Earthquakes mainly occur around the Pacific Ocean and the coastlines bordering on it. These are the coastlines of: eastern region of Asia and Oceania, and the western region of North and South America. A pattern of earthquakes continue around the coastlines of the following regions: Chile, Peru, west Mexico, west of U.S.A., South of Alaska, Aleutian Islands, Japan, Philippines, Vanuatu, and Fiji islands. Some earthquakes occur off coast. However, based on the map on Q 1, these earthquakes generally occur within approximately 150 km to 1000 km range, from the above regions. Active volcanoes are not scattered over the Earth randomly.

Instead they tend to bunch up close with each other in particular regions - especially the regions that are bordering the Pacific Ocean. Active volcanoes occur on the coastlines or in-land of: eastern region of Asia and Oceania, Western and central region of Africa, and the western region of North and South America. Volcanic eruptions tend to occur frequently on the following regions: west Mexico, western region of U.S.A., Aleutian Islands, far eastern region of Russia, Japan, Philippines, Vanuatu, Indonesia, New Guinea, the Mariana Islands, northern New Zealand, Kenya and Uganda. Although most volcanic eruptions occur on coastlines, based on the map in Q 1, they can occur inland by up to 500 km away from the nearest coast. In terms of where they are located, volcanic eruptions seem to occur, more bunched up in specific places, whereas the earthquakes seem to be more spread out. An example would be volcanic eruptions in the eastern Russia and Mexico.

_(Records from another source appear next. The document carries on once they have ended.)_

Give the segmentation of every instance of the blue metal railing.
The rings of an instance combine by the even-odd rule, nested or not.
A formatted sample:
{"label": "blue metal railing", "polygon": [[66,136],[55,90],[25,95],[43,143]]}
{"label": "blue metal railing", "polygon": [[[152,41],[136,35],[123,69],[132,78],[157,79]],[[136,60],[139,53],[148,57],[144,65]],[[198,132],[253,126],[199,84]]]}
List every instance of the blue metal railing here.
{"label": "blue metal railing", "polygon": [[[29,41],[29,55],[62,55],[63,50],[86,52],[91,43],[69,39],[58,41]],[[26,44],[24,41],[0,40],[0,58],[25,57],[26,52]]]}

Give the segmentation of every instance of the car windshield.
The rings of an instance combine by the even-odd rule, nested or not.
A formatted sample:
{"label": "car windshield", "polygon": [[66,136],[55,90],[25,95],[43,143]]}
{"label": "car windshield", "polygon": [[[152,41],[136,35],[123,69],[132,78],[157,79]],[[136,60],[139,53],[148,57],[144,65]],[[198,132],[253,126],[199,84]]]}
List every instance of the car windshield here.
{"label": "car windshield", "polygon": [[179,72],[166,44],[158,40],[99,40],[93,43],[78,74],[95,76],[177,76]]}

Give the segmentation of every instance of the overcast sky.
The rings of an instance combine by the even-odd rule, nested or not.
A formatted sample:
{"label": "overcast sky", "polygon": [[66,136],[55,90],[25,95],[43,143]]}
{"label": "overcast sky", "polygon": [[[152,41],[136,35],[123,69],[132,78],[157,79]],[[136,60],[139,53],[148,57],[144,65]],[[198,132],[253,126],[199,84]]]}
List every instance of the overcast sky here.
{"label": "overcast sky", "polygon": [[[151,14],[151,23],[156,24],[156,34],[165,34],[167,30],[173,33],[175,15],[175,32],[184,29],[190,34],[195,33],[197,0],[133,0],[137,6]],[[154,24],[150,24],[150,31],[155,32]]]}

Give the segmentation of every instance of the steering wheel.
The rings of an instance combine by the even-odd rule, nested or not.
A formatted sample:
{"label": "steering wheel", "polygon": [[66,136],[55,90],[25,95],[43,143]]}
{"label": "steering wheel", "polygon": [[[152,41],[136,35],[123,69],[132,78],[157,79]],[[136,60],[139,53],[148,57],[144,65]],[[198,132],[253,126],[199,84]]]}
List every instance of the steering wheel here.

Volcanoes in these regions are located closely together - less than 200 km apart. In contrast, the earthquakes in the western border of South America are more spread out, although they do leave a clear trail that continues from the North West end to the South West end. Volcanic eruptions generally occur at a distance of some hundreds of kilometers from the majority of earthquakes. However there is a relationship between the two. The surface of the Earth (the crust) is broken into units called plates.

These plates float over the hot asthenosphere, and move around 1 to 10 cm a year. At the boundaries where the plates meet is where most volcanic eruptions and earthquakes both occur. An example would be a clear pattern of earthquakes and volcanoes called the Pacific ring of fire, occurring on the edge of the Pacific plate.